Tra le esasperazioni del sistema capitalistico menzionerei sicuramente la sua progressiva finanziarizzazione e la pericolosa enfasi sugli obiettivi di breve periodo. Per favorire l’economia sostenibile si dovrebbe, per esempio, disegnare una fiscalità che non premi gli utili finanziari, ma concentri gli incentivi sulle imprese che investono in innovazione e creano veri posti di lavoro. Il mondo del lavoro sta cambiando faccia: interi settori si rivoluzionano e tanti lavori vengono meno o sono sostituiti da computer o robot. Nel contempo molti altri se ne creano. La sfida dell’economia sostenibile, in questa prospettiva, è quella di ridisegnare il sistema educativo (che dovrà iniziare prima dei sei anni attuali e durare tutta la vita); di ripensare il rapporto tra scuola e mondo del lavoro con apprendistati anche multipli nel corso della vita; di dotarsi di politiche attive del lavoro che rendano sostenibile la flessibilità senza ridurla a paralizzante precarietà. Per rendere sostenibili gli impatti dell’invecchiamento, ad esempio, la politica responsabile dovrà innovare potentemente nella sanità e nell’assistenza, introducendo provvedimenti strutturali come, per esempio, l’assicurazione universale contro la non autosufficienza. Rendere il nostro sistema economico più sostenibile e solidale è responsabilità primaria della classe dirigente che deve dimostrarsi capace, almeno su taluni temi, di fare squadra e di saper suddividere equamente costi e benefici delle politiche necessarie.

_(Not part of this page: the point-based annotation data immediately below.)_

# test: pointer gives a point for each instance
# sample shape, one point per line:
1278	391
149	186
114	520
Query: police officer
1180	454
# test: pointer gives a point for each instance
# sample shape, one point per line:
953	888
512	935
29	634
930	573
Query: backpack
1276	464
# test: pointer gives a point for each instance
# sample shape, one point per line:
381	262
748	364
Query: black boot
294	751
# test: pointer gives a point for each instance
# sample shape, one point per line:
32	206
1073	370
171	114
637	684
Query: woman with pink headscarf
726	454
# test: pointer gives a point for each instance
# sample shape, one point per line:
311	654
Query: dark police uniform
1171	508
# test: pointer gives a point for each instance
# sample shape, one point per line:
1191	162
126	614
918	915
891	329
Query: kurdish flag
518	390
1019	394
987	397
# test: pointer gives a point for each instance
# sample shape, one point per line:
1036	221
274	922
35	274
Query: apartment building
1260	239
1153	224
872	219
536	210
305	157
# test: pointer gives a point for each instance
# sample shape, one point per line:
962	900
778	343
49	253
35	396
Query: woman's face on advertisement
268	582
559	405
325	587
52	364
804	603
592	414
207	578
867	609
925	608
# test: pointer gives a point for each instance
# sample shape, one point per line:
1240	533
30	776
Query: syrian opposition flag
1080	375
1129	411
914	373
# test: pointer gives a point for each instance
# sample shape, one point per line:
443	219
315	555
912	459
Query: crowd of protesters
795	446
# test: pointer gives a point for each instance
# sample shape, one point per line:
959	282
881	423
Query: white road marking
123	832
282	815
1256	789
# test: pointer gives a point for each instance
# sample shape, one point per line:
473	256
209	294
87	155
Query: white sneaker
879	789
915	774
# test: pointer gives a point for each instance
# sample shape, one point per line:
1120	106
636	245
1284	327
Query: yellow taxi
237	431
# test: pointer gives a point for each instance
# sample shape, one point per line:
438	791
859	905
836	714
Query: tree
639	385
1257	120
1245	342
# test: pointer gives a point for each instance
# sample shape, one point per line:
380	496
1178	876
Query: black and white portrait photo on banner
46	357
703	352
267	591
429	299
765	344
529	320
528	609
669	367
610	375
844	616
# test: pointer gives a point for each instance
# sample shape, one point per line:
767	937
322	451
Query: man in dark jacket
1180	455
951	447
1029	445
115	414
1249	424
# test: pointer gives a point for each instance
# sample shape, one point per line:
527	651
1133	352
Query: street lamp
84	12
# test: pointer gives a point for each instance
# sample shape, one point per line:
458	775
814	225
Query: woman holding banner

Ma la sfida è culturale prima ancora che tecnica. Dobbiamo trovare nuovi equilibri tra valori per troppo tempo considerati tra loro incompatibili: libertà e uguaglianza, per esempio, vanno combinate con soluzioni sempre più avanzate, come pure merito e solidarietà, identità locale e visione globale. Costruire un’economia solidale e sostenibile è certamente più faticoso che cercare facili consensi, ma è possibile farlo senza mettere a rischio le tante conquiste positive della nostra società negli ultimi decenni.